17 March, Havva Ley; Free Lands

"It would be in your best interest to lay down your arms and surrendered!" Cael yelled from the front of his ranks of men. He and five hundred men stood assembled in ranks in front of the fort at Havva Ley.

Men of the Free Lands stood at posts behind the simple palisade. Havva Ley was little more than some central buildings, ringed by earthen works and a wall consisting of outward facing wooden spikes. Cael doubted that a fourth of his force would fit in such a small area.

"We all prefer our freedom! Crawl back to Delian and find someone else to bully!" A voice called out from the front. "Havva Ley has earned its freedom, and no one can take it away from us!"

"Do you think you can stand against us, traitors?"

"Cael, it would take a spine to take this place, and that is something you lack."

Cael's face turned flinty. "Baelin! You're the biggest traitor of them all. After all you taught about faith and loyalty, you betrayed your home, your faith, and your honor! Havva Ley is where I will end your life!"

"So be it, Cael. You will depart this place in shame, heading to either home or hell." Baelin raised his arm, and Cael knew that the parley was over.

"Shields!" Cael screamed as Baelin's arm fell. A volley of arrows leapt into the air. Cael dropped to a knee and lofted his targe to protect himself. The arrows fell like rain, wetting men with blood.

As Baelin's men nocked again, Cael called his archers to volley. From the rear of his formation, shafts flew, forcing Free Men under shields and behind cover. Cael took advantage of the pause and raked his two swords free.

"Charge the wall!" he shouted, rousing his front lines.

He took off at a dead run, screaming from the back of his throat with two hundred other men. Behind the spikes, Baelin whirled, momentarily distracted from directing his archers, and called for soldiers to man the walls. Both sides traded volleys, one catching Cael's targe on the edge and knocking him off balance a mere handful of feet from the walls. He crashed to the ground, rolling a stop as his men continued to charge around him. He sat up and made to his feet as the attackers crashed into the fort and its defenders. Defenders killed and died to keep Cael's men on the other side of the barricade. The tide pushed, but Free Men stood their ground. Baelin rallied his troops and they began pushing Cael's men back. He raised an arm, signaling more men to advance from his reserves. Not waiting for them, he advanced, pushing through his men to reach the melee.

"Baelin!" He shouted, spotting the older man across the chaotic field. "Come and fight me, coward!"

Baelin glanced up, angling his path slightly to head towards Cael, and began to slay a path through the men that separated them. Cael stabbed and slashed, clearing an area for the duel. The fighting died down around them as Baelin entered the clearing. He drew a short sword from one of his soldier's waist as he passed, and tucked the weapon in his belt.

"Are you ready to die, Baelin?" Cael taunted, loosely gripping his swords as he caught his breath.

"Which Cael showed up today?" Baelin frowned, studying Cael intently as if looking for something. "You don't appear to be Firian, so you must be Droch."

Fire leapt in Cael's eyes "I really wish you wouldn't call me that."

"I don't think you can stop me, Drochcael," Baelin responded.

"I can kill you!" Cael screamed, lunging forward, slashing at Baelin's head.

17 March, Abdun: Raelit

"More pitch!" Lane called, dipping an arrow into the last of the burning tar.

Peeking over the makeshift battlement, he waited until his area was clear of airborne projectiles and popped up for a shot.

Adding fire to arrows doesn't pay off as well as one would think.

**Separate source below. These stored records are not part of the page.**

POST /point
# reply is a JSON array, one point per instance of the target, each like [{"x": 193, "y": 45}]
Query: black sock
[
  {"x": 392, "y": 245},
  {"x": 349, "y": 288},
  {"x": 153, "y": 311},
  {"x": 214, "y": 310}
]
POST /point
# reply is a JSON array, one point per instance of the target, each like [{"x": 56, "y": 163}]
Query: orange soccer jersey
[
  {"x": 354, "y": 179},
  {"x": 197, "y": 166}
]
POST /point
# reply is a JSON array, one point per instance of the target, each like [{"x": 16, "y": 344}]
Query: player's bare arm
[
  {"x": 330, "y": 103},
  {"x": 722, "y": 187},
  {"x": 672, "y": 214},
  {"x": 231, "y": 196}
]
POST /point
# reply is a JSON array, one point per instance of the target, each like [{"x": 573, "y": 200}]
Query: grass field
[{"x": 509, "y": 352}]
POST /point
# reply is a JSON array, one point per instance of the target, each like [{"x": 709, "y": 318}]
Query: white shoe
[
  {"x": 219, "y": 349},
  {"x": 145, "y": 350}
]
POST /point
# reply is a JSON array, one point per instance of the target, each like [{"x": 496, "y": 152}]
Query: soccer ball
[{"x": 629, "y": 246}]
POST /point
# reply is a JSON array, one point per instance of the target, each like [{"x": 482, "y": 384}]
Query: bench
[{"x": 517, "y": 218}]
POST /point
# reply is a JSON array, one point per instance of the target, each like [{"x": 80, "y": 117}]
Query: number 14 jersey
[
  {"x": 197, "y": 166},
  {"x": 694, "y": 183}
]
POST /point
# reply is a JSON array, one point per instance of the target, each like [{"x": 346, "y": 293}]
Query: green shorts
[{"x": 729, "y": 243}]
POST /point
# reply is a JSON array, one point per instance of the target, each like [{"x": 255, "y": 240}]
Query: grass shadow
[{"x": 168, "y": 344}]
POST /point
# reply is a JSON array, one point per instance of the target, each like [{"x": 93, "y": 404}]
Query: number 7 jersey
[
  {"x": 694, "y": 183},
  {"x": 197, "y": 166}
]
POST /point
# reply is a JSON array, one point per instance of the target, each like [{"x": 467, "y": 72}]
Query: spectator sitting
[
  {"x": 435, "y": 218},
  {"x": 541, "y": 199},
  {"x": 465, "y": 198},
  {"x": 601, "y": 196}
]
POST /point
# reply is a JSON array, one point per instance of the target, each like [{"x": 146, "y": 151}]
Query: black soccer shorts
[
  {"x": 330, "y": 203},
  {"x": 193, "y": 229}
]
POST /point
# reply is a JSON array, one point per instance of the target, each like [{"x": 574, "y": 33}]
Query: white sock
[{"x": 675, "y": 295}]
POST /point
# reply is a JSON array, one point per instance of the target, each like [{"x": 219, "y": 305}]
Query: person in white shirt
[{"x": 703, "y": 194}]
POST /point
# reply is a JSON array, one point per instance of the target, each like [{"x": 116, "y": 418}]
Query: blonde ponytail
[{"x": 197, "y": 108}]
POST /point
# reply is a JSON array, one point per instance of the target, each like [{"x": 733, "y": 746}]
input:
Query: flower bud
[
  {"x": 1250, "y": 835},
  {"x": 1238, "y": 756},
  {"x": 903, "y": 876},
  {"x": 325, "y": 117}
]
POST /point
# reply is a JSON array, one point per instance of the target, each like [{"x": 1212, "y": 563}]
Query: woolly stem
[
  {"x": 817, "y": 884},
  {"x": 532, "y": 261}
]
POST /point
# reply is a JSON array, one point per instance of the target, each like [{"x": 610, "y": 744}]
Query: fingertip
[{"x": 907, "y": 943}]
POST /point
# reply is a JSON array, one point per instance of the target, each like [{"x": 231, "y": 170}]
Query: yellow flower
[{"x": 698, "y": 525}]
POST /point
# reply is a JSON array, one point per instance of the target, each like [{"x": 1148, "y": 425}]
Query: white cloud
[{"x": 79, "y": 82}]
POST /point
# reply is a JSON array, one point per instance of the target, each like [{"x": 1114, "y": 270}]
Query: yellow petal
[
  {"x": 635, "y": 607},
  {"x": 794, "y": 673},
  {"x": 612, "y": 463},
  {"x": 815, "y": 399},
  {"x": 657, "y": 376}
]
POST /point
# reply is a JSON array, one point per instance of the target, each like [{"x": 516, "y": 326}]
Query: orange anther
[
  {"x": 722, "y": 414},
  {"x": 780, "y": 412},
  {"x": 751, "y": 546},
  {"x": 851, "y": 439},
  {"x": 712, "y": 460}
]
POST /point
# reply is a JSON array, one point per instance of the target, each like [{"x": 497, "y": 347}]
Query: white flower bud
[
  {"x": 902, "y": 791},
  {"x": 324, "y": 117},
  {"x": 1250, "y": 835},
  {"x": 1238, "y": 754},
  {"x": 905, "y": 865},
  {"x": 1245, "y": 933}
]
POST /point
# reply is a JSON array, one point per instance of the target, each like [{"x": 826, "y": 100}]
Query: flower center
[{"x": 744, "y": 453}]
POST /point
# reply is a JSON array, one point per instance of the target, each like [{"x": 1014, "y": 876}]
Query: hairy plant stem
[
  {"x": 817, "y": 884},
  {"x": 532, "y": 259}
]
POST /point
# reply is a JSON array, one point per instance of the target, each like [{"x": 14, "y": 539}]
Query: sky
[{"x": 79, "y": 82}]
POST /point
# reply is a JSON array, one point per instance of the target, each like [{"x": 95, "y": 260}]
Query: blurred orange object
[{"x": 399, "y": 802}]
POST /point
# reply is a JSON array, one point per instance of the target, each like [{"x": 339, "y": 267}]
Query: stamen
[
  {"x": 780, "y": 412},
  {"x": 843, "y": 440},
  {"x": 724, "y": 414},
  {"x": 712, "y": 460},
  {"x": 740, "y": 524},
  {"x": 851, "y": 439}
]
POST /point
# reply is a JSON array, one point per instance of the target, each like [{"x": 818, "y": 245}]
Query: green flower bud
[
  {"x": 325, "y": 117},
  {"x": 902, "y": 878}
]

The speed of a traveling arrow will often put the fire out long before it reaches a target, and drawing a burning shaft in your bow can do some serious damage if you're not careful, but lit arrows are a terror weapon with no equal. Men and horses panic at the sight of fire, breaking ranks and throwing organized formations into chaos to avoid them. It was for that advantage that Lane risked using burning pitch.

His arrow leapt from his bow and crossed nearly two hundred yards in seconds, ending its flight still ablaze in the neck of an unfortunate officer. The man stood there for a moment, as if unable to believe his life was at an end. As he fell backwards his wool shirt and hair burst into flames. Lane ducked behind cover, as men shying back from the grisly sight. Pressing his back against the wall, he breathed in deep. His mind imagined the smell of burning hair and flesh that must be wafting over the ranks outside the walls. Somehow he could hear, despite the din and noise of battle, someone uttering a prayer. Only after his mouth stopped moving did he realize it was himself.

Abdun was holding rather well, despite the odds. His seventy-odd men held back a vastly superior force with sheer guts. They were riding a wave of luck- the garrisons arrived early, but without war machines. An all out attack had been ordered, and beaten back by Lane's men. After the initial victory by the defenders, a siege had been laid as a group had been dispatched to retrieve the war machine that would now be needed. The mistake of a quick attack had actually given Lane a gift of a few free days of relative peace.